There are few locations in Wisconsin that can rival the waterways located in Jackson County. Halls Creek, Robinson Creek and Morrison Creek are all navigable creeks that flow into the Black River. The last 100 miles of the Black River are open for water navigation – all the way to La Crosse, where it joins with the Mississippi River.
Most of the waterways wind through thousands of acres of public land, providing a unique wilderness experience. There are various routes to choose — everything from short excursions to day-long paddles. Need a rig? No problem. Several businesses in Black River Country rent canoes and kayaks and offer shuttle service.
If you prefer larger bodies of water, Black River Country has you covered as well.
Wazee Lake, a former open pit iron mine, is now a recreational paradise, with clear waters up to 355 feet in depth. No motorized boats are allowed on the lake, which features a beautiful sand beach and nearby rustic camping.

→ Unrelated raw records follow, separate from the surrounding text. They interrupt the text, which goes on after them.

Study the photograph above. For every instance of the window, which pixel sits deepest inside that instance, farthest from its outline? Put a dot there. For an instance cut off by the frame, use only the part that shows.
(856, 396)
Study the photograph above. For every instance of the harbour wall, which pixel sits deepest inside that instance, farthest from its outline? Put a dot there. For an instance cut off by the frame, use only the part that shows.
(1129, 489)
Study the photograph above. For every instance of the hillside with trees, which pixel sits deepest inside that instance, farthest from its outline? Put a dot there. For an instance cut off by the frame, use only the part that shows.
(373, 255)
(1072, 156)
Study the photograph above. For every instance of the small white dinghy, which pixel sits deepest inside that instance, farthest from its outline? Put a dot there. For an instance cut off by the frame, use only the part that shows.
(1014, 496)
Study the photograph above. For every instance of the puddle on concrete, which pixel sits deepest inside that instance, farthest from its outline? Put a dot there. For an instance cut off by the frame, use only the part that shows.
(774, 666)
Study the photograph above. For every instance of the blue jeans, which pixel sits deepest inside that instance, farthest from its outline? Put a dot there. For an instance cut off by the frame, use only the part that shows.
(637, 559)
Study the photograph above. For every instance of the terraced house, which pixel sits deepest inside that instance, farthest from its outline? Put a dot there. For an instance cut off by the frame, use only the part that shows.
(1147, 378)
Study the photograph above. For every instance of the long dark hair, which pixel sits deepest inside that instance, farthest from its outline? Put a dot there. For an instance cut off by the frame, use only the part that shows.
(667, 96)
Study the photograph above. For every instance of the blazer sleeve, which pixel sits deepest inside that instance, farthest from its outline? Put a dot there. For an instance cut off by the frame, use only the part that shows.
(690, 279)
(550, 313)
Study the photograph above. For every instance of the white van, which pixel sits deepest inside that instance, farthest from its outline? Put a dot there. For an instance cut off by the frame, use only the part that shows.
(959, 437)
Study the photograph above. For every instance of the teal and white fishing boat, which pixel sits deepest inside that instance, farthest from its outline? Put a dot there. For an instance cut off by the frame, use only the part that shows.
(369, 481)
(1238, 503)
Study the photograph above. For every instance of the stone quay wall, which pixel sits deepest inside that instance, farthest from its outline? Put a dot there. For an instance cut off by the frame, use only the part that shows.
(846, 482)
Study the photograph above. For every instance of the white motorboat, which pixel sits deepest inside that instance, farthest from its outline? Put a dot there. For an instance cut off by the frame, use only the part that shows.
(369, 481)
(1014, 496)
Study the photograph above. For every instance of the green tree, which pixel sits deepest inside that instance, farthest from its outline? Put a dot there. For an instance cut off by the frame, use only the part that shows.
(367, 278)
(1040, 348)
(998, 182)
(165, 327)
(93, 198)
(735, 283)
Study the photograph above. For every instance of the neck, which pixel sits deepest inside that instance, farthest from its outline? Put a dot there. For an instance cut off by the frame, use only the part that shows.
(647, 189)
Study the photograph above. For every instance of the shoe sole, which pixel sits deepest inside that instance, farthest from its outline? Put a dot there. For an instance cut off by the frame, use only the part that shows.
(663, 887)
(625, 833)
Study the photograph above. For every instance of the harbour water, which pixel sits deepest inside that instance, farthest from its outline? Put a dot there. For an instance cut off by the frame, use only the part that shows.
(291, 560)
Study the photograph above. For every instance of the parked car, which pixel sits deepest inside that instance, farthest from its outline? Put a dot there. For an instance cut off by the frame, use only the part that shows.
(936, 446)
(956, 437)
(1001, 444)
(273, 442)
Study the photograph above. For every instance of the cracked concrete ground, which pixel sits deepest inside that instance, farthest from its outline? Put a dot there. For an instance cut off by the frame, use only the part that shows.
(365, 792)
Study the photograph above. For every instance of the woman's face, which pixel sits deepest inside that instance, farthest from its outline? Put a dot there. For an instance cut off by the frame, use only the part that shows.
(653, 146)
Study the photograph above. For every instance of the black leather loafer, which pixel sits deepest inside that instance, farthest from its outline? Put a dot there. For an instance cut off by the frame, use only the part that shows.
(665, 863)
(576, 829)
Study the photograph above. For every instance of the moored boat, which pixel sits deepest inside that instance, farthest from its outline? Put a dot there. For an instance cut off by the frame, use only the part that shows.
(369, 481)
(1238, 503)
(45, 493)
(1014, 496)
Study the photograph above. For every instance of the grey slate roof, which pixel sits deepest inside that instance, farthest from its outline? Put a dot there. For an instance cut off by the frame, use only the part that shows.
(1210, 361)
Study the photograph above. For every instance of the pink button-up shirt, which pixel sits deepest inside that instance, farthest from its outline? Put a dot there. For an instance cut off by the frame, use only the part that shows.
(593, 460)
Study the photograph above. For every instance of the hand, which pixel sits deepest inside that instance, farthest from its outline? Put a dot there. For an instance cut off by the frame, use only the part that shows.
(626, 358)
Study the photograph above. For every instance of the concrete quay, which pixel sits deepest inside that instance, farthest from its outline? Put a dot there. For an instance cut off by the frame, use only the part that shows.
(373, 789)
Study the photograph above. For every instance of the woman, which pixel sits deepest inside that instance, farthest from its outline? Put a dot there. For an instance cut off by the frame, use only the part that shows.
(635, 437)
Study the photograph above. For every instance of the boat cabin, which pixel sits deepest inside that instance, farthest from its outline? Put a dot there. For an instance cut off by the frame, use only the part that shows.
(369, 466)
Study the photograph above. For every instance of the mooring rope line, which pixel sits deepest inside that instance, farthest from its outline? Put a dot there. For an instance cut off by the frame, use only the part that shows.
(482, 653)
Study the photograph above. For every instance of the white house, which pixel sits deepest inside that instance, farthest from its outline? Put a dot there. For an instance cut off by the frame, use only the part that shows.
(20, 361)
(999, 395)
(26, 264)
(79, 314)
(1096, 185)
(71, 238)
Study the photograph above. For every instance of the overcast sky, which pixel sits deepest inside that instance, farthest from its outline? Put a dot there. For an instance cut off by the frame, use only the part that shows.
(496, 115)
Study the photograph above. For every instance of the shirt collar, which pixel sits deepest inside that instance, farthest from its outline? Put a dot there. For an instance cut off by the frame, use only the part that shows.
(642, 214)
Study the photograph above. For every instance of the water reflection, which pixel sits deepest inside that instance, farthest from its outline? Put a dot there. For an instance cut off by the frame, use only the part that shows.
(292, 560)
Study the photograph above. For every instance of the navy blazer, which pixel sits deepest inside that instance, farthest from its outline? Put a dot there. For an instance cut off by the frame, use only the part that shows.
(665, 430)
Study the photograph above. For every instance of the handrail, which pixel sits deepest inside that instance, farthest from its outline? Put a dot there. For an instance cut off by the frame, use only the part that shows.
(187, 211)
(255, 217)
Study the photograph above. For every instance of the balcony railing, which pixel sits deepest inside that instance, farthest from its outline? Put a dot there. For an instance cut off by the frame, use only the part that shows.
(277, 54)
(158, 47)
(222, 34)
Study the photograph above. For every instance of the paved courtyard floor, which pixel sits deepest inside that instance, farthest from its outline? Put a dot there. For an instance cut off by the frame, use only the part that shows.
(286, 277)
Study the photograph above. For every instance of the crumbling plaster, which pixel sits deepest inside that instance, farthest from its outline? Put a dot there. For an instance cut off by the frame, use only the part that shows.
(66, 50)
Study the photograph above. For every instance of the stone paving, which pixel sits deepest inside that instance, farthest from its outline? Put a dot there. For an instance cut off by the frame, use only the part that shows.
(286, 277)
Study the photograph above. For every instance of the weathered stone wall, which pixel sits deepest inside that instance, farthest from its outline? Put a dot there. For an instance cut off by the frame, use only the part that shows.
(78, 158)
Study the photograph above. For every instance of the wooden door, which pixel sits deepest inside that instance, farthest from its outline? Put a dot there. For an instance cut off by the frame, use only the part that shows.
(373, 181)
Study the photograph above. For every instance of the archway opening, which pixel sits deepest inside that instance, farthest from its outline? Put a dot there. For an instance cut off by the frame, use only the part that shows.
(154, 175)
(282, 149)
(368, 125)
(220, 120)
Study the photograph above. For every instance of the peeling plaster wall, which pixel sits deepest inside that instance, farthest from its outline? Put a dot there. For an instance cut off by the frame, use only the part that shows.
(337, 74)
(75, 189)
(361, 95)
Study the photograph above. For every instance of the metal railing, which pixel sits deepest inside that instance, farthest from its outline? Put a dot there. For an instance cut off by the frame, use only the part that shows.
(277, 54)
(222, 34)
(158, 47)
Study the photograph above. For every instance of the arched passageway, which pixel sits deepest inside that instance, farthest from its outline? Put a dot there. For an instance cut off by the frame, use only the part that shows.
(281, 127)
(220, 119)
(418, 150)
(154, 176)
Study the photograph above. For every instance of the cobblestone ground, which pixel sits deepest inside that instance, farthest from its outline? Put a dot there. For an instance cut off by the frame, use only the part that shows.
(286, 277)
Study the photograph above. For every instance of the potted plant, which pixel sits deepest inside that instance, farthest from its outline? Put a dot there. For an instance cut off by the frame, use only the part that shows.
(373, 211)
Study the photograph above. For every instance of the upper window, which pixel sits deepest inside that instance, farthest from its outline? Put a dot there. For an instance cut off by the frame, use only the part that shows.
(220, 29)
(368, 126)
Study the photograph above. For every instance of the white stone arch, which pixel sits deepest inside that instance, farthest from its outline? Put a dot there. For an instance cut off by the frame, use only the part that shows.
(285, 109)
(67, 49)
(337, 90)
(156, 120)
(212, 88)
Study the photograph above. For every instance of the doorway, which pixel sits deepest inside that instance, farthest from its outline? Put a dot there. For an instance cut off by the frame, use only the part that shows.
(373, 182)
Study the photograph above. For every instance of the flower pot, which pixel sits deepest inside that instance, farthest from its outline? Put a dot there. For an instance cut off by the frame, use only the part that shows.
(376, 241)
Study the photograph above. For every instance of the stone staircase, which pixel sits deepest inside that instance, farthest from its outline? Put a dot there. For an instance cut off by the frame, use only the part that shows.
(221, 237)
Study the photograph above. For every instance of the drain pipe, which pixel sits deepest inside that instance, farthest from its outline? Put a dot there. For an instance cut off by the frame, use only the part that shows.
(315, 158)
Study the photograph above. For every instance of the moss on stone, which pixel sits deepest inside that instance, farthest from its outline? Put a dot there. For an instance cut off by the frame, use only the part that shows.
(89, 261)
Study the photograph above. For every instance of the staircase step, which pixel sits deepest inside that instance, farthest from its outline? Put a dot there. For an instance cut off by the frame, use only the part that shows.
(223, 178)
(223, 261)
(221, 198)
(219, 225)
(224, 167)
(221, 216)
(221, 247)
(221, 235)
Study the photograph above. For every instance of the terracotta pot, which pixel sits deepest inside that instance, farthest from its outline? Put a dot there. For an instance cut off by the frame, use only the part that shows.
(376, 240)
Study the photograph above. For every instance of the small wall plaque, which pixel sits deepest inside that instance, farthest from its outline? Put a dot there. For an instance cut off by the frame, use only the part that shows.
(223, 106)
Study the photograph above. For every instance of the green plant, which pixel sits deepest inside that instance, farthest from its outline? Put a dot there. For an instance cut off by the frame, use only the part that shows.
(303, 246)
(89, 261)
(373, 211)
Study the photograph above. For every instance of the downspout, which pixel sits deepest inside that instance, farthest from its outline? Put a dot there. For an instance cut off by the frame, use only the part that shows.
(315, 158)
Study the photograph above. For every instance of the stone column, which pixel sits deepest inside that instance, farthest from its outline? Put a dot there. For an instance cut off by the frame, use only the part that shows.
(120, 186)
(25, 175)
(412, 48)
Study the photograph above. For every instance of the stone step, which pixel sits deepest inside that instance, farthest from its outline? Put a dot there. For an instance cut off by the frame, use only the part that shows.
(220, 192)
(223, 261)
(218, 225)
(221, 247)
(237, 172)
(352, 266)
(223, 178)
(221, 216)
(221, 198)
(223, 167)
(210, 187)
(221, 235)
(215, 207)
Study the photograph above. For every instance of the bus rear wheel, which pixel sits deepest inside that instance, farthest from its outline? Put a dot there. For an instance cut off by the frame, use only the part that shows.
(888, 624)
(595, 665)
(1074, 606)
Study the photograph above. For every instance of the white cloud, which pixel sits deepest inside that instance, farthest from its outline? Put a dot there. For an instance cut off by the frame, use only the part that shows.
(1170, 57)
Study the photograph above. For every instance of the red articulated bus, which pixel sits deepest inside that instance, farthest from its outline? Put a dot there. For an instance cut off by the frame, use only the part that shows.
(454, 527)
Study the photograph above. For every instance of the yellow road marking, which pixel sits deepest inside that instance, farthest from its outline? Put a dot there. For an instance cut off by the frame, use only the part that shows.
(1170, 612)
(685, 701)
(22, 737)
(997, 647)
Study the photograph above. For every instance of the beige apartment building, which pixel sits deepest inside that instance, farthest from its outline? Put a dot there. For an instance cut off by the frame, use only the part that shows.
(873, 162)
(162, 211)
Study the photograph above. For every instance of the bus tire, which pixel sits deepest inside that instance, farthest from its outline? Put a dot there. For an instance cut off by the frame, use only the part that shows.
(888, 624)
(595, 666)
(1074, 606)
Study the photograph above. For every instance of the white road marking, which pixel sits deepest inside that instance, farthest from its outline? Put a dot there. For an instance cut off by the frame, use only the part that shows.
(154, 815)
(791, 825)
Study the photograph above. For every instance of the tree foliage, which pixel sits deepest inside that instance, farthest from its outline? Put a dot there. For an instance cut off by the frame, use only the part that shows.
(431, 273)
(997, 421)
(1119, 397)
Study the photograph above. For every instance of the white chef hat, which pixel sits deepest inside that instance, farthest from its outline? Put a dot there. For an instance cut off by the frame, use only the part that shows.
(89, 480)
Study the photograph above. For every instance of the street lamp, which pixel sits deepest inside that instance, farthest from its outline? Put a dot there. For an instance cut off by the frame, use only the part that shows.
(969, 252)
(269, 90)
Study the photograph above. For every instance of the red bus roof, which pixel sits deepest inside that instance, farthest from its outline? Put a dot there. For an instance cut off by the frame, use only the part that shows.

Lake Arbutus is an 840-acre impoundment of the Black River surrounded by campgrounds, beaches and plenty of water recreation.
From solitary kayakers seeking a wilderness experience to groups of family or friends canoeing together, there’s no better location for water trails than Black River Country – where the Northwoods are closer to home.
Water skiing, jet skiing, pontoon boat cruises and relaxing boat rides are the most popular activities on Lake Arbutus and the upper Black River flowage. The upper Black River flowage combines a beautiful unspoiled shoreline with natural serenity. You may even catch a glimpse of a bald eagle or a white-tailed deer.